# Scaling and concurrency

* 22nd March 2018

``<jeep@cphbusiness.dk>``

## Agenda

* PostgreSQL functions
* Aggregations and grouping
* PostgreSQL statistics
* Triggers

* Concurrency in PostgreSQL
  * Read and write locks
* Scaling
  * Dealing with concurrent data

### Literature
* [PostgreSQL planner and its usage of statistics](https://www.citusdata.com/blog/2018/03/06/postgres-planner-and-its-usage-of-statistics/)
* [Pgpool](https://wiki.postgresql.org/wiki/Pgpool-II)
* [Serverless databases](https://www.simform.com/serverless-databases/)

# Learning objectives
## Knowledge
The student must have knowledge of:

 * Various database types and the underlying models
 * A specific database system’s storage organisation  and query execution
 * A specific database system’s optimisation possibilities – including advantages and disadvantages
 * Database-specific security problems and their solutions
 * Concepts and issues when handling big data
 * The particular issues raised by having many simultaneous transactions, including in connection with distributed databases
 * Relational algebra (including its relationship to execution plans)

## Skills
The student can:

 * Transform logical data models into physical models in various database types
 * Implement database optimisation
 * Use parts of the administration tool to assist in the optimisation and tuning of existing databases, including the incorporation of a specific DBMS’ execution plans
 * Use a specific database system’s tools for handling simultaneous transactions
 * Use the programming and other facilities provided by a modern DBMS


## Competencies
The student can:
 
 * Analyse the application domain in order to select a database type
 * Divide responsibility for tasks between the application and DBMS during system development, to ensure the best possible implementation.


## PostgreSQL functions

PostgreSQL has a ton of functions for their inbuilt data types.

You've already seen some of them:

* ``>``, ``<``, ``=``
* ``count``, ``sum``

There are plenty more!
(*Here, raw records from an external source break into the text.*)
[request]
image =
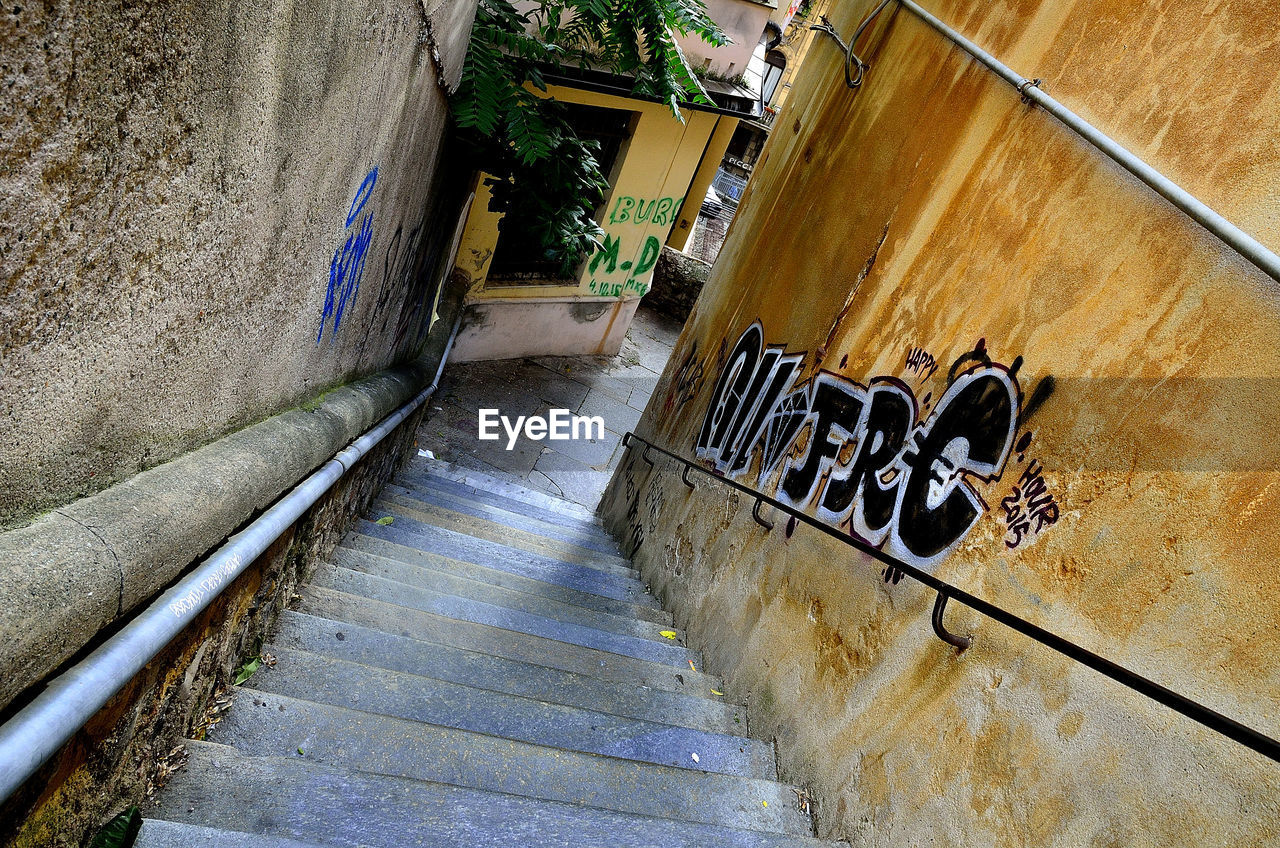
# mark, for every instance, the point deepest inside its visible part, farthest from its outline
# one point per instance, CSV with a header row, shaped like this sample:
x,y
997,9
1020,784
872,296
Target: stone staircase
x,y
484,670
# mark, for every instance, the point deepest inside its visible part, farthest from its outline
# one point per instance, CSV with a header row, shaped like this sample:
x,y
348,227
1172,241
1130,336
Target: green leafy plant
x,y
540,169
247,670
120,831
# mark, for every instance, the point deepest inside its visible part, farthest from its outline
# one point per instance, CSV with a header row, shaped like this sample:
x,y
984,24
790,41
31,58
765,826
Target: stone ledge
x,y
74,570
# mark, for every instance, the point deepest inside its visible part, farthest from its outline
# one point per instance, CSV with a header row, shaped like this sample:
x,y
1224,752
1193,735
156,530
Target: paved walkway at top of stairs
x,y
615,388
479,669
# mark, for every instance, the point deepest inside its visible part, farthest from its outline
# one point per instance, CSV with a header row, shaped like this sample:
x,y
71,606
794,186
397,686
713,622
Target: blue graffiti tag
x,y
348,260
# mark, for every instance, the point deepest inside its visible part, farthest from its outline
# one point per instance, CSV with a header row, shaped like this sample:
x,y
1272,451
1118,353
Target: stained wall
x,y
209,213
1112,370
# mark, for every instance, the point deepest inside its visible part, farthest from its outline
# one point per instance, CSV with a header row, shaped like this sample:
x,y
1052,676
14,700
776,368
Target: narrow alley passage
x,y
612,387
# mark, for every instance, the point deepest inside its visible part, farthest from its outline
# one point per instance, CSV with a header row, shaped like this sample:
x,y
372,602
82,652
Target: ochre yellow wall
x,y
657,167
933,210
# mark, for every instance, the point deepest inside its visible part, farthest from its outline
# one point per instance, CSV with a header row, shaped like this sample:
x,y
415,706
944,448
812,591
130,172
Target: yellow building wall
x,y
932,219
656,169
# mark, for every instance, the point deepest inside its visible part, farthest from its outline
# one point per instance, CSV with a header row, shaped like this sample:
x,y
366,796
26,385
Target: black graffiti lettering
x,y
730,390
780,379
867,460
970,433
833,415
859,492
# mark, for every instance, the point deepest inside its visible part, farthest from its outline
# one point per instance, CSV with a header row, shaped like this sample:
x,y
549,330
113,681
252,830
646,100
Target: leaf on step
x,y
120,831
247,670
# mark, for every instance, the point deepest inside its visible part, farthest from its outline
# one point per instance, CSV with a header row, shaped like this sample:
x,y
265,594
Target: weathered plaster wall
x,y
931,215
133,743
208,213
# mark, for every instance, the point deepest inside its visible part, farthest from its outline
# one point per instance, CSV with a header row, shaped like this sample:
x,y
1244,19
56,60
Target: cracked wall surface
x,y
209,213
931,224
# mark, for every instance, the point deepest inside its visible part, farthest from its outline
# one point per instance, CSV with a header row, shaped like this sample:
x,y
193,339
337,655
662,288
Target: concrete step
x,y
494,486
278,725
498,616
360,545
593,538
433,516
172,834
311,802
456,546
393,693
434,483
480,638
444,583
356,643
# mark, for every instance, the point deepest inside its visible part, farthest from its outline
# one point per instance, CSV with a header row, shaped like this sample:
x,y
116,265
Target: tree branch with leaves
x,y
520,135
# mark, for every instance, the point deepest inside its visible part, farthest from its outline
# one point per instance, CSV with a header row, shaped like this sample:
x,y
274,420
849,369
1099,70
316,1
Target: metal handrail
x,y
40,729
1211,719
1246,245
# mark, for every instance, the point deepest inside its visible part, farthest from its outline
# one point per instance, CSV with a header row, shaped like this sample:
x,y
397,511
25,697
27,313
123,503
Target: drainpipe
x,y
46,724
1029,89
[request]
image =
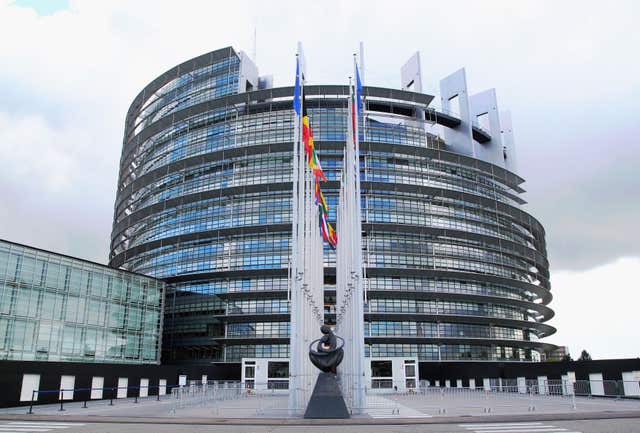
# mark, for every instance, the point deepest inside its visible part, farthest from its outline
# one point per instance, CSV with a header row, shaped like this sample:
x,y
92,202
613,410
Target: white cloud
x,y
598,309
565,69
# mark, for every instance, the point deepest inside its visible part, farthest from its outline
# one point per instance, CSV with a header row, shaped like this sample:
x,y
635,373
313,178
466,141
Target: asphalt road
x,y
619,425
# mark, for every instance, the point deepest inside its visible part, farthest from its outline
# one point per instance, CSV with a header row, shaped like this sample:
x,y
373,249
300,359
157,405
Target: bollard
x,y
31,404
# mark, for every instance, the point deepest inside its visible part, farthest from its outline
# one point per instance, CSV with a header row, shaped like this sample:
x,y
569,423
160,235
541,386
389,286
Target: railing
x,y
389,398
112,396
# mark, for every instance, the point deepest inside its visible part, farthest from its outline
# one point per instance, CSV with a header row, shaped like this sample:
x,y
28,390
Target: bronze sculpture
x,y
327,355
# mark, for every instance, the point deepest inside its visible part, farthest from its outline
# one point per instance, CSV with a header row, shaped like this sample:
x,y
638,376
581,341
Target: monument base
x,y
326,400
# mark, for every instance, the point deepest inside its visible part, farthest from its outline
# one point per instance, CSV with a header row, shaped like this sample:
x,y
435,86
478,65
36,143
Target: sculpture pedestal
x,y
326,400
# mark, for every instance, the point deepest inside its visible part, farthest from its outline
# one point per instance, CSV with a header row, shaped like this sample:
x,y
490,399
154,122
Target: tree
x,y
584,356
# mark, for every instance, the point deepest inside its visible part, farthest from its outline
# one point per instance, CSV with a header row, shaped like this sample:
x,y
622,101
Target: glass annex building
x,y
59,308
455,269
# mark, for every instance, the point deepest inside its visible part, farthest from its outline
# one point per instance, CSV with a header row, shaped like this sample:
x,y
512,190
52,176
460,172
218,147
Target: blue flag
x,y
358,89
296,91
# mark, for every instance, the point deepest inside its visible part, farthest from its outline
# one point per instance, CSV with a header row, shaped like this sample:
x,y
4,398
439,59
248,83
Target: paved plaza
x,y
378,406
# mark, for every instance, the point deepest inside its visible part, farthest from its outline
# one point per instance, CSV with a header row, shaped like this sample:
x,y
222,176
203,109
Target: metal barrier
x,y
112,396
388,398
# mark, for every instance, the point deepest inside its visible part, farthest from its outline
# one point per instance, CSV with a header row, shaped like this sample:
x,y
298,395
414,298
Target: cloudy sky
x,y
569,72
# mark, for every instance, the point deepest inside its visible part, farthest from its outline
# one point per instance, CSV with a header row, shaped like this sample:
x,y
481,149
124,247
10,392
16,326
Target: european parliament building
x,y
455,269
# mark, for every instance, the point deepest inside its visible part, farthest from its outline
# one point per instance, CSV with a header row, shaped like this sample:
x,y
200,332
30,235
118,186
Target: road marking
x,y
70,424
523,427
14,428
502,424
35,426
523,430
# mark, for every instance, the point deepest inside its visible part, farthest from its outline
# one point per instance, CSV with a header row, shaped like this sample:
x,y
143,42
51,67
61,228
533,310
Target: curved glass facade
x,y
455,269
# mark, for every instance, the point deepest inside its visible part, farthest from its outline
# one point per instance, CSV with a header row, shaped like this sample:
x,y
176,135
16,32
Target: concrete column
x,y
486,104
631,383
522,385
543,389
508,142
597,384
454,87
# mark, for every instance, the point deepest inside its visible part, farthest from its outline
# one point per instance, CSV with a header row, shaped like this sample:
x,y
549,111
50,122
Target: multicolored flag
x,y
296,90
313,162
328,233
Look them up on PostgreSQL's documentation:

      https://www.postgresql.org/docs/10/static/functions.html

### Exercise on functions

Open a connection to your PostgreSQL database and:

* Convert ``'I HATE CAPS'`` to lowercase
* Find the smallest network where both '10.2.17.12' and '10.2.16.13' are contained
* Get the current time (both date and time to millisecond precision)
* Sleep for 6.7 seconds and prove it using ``EXPLAIN ANALYZE``
* Get the md5 sum of ``All your base``
* Find today's day of the year (somewhere between 1 and 365)

Remember, you can always execute empty ``SELECT`` statements like so: ``SELECT 1;``

Documentation is available here: ``https://www.postgresql.org/docs/10/static/functions.html``

## Aggregating data

Aggregation functions allow you to get a single result from a whole set.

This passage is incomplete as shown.